As Donald Trump's latest scandal increases the odds of his impeachment, Senate Majority Leader Mitch McConnell (R-Ky.) is disappointed -- not with presidential misconduct, but with Democratic efforts to "politicize" the controversy.
"I believe it's extremely important that their work be handled in a secure setting with adequate protections in a bipartisan fashion -- and based on facts rather than leaks to the press. It's regrettable that House Intelligence [Committee] Chairman [Adam] Schiff [D-Calif.] and Sen. [Charles] Schumer [D-N.Y.] have chosen to politicize this issue," McConnell said from the Senate floor on Monday.
At this point, you're probably thinking that I'm about to write several hundred words about Mitch McConnell being the single most partisan human being who's ever lived, making his admonitions yesterday appear hilariously insincere.
But I'm not going to do that. It's tempting, but I have a different area of interest in mind.
Let's say everyone involved in the process, recognizing the seriousness of the allegations against the president, wanted to avoid "politicizing" the issue. Let's say McConnell's concerns were legitimate -- they're not, of course, but let's say they were for the sake of conversation -- and officials committed to a de-politicized process.
In practical terms, what exactly would that look like?
At a certain level, the idea seems inherently self-defeating. We are, after all, talking about a politician -- in this case, the sitting president -- who's accused of seeking a foreign government's assistance in his re-election campaign. The controversy touches on a variety of fronts, related to everything from foreign policy to ethics to corruption laws, but at its core, it's a political story.

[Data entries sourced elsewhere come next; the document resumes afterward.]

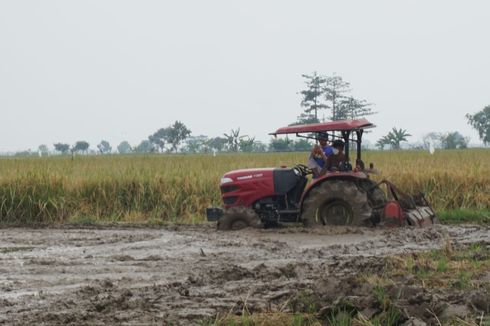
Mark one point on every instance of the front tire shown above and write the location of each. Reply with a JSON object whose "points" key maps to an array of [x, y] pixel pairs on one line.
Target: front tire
{"points": [[336, 202], [237, 218]]}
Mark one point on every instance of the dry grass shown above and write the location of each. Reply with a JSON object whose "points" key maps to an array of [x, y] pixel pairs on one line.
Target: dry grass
{"points": [[177, 188]]}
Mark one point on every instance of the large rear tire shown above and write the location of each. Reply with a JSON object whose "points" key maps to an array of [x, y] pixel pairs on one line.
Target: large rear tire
{"points": [[237, 218], [337, 202]]}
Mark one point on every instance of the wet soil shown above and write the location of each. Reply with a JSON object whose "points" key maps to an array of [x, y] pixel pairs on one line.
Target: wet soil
{"points": [[186, 274]]}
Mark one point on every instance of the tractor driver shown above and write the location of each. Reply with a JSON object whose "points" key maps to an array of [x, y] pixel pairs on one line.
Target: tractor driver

And de-politicizing a political story gets a little tricky.
But if it's nevertheless important to McConnell that the relevant players -- including the politicians in Congress -- try to avoid politicizing this mess, there are a limited number of options.
For example, lawmakers could launch an investigation, either through the traditional committee process, or through the creation of a select committee. Also, lawmakers could call on the Justice Department to appoint a special counsel to launch a federal probe.
Do either of these options appeal to the Senate majority leader? Inquiring minds want to know.